Periódico
O Cruzeiro

coluna: Última Página

Publicada, posteriormente, no livro O brasileiro perplexo, de 1963, pp. 47-51.

Diz que certa vez o duque de Windsor, em Paris, foi visitar a exposição que lá fazia Portinari e se interessou por comprar um quadro:

― O senhor não terá alguma pintura de flores? 

E Candinho, botando o seu olho azul e irônico no ex-rei:

― Não senhor. Só tenho miséria.

*

Assim me sinto hoje em dia. Queria escrever uma história gentil, contando a adaptação de uma família pau-de-arara que deixou as asperezas da catinga nativa pelas grandezas de São Paulo. Mas não saem flores, só sai miséria.

Começa o caso com o embarque de trem no Quixadá, em procura do Crato, ponto final da linha de ônibus para São Paulo.

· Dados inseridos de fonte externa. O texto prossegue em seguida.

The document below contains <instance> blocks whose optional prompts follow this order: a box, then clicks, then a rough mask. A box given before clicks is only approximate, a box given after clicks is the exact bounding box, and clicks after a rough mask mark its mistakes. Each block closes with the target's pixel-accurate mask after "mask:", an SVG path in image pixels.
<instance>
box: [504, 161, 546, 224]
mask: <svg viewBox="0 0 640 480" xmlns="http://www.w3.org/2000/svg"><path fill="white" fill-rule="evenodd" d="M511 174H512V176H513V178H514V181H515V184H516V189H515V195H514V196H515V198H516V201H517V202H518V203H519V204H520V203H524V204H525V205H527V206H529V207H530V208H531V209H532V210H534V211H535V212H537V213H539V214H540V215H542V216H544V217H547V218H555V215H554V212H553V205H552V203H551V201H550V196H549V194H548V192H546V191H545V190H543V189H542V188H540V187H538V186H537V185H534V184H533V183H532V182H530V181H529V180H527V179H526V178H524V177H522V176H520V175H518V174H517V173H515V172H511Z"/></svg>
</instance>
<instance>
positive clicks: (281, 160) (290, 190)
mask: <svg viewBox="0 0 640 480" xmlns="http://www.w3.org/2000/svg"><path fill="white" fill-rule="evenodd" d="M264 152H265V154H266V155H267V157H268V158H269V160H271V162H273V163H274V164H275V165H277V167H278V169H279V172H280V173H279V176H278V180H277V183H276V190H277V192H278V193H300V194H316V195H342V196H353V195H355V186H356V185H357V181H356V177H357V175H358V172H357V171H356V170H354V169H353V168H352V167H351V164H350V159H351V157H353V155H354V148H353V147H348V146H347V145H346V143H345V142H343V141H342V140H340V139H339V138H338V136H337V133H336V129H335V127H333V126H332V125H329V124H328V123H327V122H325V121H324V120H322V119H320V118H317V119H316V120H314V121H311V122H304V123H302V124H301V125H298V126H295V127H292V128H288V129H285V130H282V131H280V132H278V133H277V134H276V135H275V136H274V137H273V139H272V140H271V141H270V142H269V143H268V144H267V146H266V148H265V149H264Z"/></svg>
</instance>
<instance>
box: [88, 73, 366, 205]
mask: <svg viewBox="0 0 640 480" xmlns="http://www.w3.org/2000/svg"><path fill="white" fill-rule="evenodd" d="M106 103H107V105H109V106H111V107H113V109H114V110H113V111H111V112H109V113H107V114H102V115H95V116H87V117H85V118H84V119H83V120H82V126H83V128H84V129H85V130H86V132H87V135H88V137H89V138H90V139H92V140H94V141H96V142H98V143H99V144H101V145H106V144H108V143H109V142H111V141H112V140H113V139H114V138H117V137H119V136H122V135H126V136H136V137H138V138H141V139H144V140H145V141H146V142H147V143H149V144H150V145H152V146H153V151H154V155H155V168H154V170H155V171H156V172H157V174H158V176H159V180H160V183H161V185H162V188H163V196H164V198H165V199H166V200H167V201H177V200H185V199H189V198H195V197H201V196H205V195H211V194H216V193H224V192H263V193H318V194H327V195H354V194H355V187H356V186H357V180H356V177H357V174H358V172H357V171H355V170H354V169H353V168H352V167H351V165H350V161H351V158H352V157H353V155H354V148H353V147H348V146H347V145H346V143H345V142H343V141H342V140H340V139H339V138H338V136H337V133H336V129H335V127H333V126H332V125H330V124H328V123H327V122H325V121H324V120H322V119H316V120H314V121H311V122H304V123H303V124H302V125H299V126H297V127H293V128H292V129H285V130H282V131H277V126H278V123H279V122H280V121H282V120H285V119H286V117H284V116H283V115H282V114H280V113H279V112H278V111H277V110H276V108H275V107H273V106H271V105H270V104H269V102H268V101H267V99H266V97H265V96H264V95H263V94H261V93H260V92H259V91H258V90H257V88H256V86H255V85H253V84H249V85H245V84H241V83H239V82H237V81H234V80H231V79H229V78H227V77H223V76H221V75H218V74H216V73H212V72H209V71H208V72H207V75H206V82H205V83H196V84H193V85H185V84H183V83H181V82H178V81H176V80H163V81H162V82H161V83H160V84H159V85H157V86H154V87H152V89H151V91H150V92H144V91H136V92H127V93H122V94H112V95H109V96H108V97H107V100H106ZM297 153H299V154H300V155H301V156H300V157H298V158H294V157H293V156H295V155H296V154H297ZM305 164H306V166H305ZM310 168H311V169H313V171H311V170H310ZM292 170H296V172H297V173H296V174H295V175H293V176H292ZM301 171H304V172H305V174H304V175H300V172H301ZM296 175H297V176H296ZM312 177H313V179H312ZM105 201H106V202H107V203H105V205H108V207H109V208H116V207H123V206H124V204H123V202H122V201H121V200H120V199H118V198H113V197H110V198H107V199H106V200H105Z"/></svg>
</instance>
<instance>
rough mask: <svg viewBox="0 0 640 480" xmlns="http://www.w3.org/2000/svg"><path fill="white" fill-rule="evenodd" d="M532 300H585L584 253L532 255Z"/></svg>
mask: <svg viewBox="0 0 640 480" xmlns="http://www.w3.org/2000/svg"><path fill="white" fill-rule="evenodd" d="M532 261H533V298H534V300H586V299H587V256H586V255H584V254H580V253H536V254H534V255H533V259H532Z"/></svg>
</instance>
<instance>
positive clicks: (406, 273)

Mas passemos por alto essa viagem de quatrocentos e tantos quilômetros no trem superlotado, atrasado, descarrilado; a chegada ao Crato já tarde da noite, a procura de pensão, as crianças chorando, as trouxas perdidas, nem uma porta aberta onde se comprasse uma bolacha.

Passemos, ah passemos ainda mais por alto a viagem de ônibus, três mil e quatrocentos quilômetros através da Transnordestina e depois a Rio-Bahia e depois a Via Dutra. Tudo são dores e enjoo, calor e poeira, sacolejos e esperas de dias quando há um prego, sempre no maior desconforto, sem falar na saudade e no medo da mudança, que isso já nem são desconfortos, são metafísicas. E a gente queria contar uma história gentil.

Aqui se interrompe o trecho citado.